Personale

La gerarchia dirigenziale non va modificata se la riorganizzazione non cambia i compiti

di Arturo Bianco

La graduazione delle posizioni dirigenziali ai fini della determinazione della indennità di posizione non deve essere modificata per gli incarichi, che non sono interessati da mutamenti organizzativi e non è necessaria per questi atti la comunicazione di avvio del procedimento. Nel caso della Avvocatura non si può invocare la normativa che disciplina l'attività forense.
Sono queste le indicazioni di maggiore rilievo contenute nella sentenza della prima sezione del Tar dell'Emilia-Romagna n. 961/2018, che ha peraltro definito in modo preciso la ripartizione delle competenze in questa materia tra giudici amministrativi e ordinari. Siamo in presenza di una sentenza che in modo molto netto fissa gli ambiti entro cui le scelte delle Pa in questa materia sono da giudicare come legittime.

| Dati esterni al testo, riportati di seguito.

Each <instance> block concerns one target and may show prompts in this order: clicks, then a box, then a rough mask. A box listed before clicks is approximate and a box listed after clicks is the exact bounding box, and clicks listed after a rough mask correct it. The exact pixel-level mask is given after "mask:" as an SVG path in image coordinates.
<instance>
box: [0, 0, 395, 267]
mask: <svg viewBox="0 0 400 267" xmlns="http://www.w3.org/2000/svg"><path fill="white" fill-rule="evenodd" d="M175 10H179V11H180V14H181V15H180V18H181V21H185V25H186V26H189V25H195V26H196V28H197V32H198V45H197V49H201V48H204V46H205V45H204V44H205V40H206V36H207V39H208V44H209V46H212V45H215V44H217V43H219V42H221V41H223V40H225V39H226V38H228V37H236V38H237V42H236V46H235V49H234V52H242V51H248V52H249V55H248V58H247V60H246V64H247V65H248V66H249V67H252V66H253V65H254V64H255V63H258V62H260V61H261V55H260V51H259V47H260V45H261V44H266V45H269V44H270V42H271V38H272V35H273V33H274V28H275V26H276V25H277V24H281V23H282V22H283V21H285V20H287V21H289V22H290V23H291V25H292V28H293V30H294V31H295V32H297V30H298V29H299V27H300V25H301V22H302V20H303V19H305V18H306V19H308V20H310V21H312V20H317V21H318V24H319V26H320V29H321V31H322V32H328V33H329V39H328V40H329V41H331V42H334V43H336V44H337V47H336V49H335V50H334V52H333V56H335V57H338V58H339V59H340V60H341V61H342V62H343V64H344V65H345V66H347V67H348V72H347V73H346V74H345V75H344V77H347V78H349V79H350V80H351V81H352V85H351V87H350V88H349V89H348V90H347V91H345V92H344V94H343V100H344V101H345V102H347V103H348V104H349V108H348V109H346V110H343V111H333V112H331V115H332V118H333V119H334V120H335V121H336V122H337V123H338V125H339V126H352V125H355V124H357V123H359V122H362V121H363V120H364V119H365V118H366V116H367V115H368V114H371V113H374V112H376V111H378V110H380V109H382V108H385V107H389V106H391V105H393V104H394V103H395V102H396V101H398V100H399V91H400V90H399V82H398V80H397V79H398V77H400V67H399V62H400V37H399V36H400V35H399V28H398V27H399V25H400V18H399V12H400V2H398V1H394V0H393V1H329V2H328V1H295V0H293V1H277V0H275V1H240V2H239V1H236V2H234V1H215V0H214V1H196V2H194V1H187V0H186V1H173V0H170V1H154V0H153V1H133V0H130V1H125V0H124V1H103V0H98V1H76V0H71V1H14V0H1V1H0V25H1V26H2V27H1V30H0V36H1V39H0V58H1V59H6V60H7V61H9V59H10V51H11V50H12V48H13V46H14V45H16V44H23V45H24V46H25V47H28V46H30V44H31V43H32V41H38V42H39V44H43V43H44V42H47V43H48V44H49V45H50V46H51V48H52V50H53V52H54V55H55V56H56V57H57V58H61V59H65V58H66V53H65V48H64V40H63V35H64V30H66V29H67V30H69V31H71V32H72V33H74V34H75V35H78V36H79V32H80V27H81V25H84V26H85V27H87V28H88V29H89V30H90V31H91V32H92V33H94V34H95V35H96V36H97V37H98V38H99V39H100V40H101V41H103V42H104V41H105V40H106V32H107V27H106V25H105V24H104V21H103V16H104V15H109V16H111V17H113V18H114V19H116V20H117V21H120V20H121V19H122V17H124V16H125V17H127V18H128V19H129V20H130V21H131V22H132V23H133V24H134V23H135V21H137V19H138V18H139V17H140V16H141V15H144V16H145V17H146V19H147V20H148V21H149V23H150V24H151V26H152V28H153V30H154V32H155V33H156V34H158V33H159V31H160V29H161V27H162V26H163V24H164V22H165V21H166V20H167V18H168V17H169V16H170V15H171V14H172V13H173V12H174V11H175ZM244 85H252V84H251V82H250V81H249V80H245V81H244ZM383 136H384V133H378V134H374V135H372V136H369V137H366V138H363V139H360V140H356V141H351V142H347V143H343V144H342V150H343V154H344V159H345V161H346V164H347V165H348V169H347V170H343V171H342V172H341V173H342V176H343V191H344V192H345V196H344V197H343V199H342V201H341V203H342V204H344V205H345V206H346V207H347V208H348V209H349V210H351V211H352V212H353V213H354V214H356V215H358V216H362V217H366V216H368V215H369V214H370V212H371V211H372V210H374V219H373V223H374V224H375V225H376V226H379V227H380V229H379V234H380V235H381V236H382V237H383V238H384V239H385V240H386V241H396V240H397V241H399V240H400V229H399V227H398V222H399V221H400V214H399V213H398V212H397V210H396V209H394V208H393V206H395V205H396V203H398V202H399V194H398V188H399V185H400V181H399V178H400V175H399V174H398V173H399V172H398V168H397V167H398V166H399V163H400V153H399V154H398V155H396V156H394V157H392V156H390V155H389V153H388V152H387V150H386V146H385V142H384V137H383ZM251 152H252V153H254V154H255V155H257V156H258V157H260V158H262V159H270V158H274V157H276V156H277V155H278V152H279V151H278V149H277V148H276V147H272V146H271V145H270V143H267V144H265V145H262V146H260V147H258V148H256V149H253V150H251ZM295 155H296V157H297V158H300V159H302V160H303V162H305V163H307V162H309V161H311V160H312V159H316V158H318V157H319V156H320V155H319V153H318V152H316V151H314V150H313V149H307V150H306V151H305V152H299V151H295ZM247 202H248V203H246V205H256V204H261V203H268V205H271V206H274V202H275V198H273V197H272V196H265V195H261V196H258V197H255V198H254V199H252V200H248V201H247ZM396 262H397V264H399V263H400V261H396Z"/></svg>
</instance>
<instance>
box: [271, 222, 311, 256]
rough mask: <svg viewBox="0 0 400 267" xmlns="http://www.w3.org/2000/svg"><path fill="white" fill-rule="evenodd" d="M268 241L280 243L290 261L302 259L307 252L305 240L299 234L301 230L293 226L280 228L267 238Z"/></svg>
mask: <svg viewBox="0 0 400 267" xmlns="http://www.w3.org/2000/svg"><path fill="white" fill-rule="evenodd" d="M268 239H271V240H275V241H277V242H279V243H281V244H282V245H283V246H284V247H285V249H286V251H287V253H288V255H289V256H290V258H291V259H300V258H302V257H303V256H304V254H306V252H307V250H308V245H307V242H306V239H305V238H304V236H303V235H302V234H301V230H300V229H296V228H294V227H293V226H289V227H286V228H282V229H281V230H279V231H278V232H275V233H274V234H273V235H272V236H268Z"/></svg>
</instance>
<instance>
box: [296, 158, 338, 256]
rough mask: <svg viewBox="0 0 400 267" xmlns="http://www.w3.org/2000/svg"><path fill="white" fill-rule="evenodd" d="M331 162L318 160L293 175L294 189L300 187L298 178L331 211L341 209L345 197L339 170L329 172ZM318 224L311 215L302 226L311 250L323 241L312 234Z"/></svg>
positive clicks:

Nella adozione delle graduazioni o pesature delle posizioni dirigenziali le amministrazioni devono rispettare i vincoli di informazione e partecipazione dei soggetti sindacali. Esse non sono obbligate a modificare le graduazioni delle articolazioni organizzative che non sono direttamente interessate da modifiche di attribuzioni e/o competenze. È questa una indicazione assai importante sul terreno operativo, visto che ne scaturisce la conseguenza che tali modifiche vanno adottate solamente nel caso di mutamenti che, possiamo aggiungere, significativi dei compiti dei dirigenti. Gli atti di macro organizzazione delle amministrazioni pubbliche sono esclusi dal vincolo della preventiva comunicazione di avvio del procedimento amministrativo. Inoltre, si deve evidenziare che nell'iter procedurale è stata garantita ampia pubblicità alla volontà dell'ente, come dimostrato ad esempio dal rispetto dei vincoli di informazione ai soggetti sindacali, per cui la scelta che l'ente andava a compiere era comunque conosciuta o conoscibile da parte degli interessati.

Non si può invocare la normativa che disciplina l'attività degli avvocati: per le Pa essa si limita a imporre la necessità che sia costituita un’Avvocatura, cui deve essere garantita un'ampia autonomia. E, ancora, prescrive che gli avvocati dipendenti o dirigenti pubblici non svolgano attività gestionali. Per cui non ha alcuna attinenza con la graduazione degli incarichi dirigenziali degli avvocati.

Infine, assume un notevole rilievo la definizione della ripartizione delle competenze del giudice amministrativo rispetto a quello ordinario. Viene richiamata la sentenza del Consiglio di Stato n. 4719/2017 e si arriva alla conclusione che la competenza spetta al giudice amministrativo tutte le volte che viene eccepito un vizio del provvedimento amministrativo che può produrre la lesione di un interesse legittimo, mentre il contenzioso spetta al giudice del lavoro se l'atto amministrativo attiene strettamente al rapporto di lavoro. Per cui siamo - nel caso specifico - nell'ambito della prima fattispecie perché il contenzioso ha come oggetto le scelte organizzative compiute dall'ente. Se nel caso specifico venisse invece lamentata una disparità di trattamento, quindi una errata applicazione della metodologia definita dall'ente, la competenza a giudicare deve essere ritenuta attribuita al giudice del lavoro.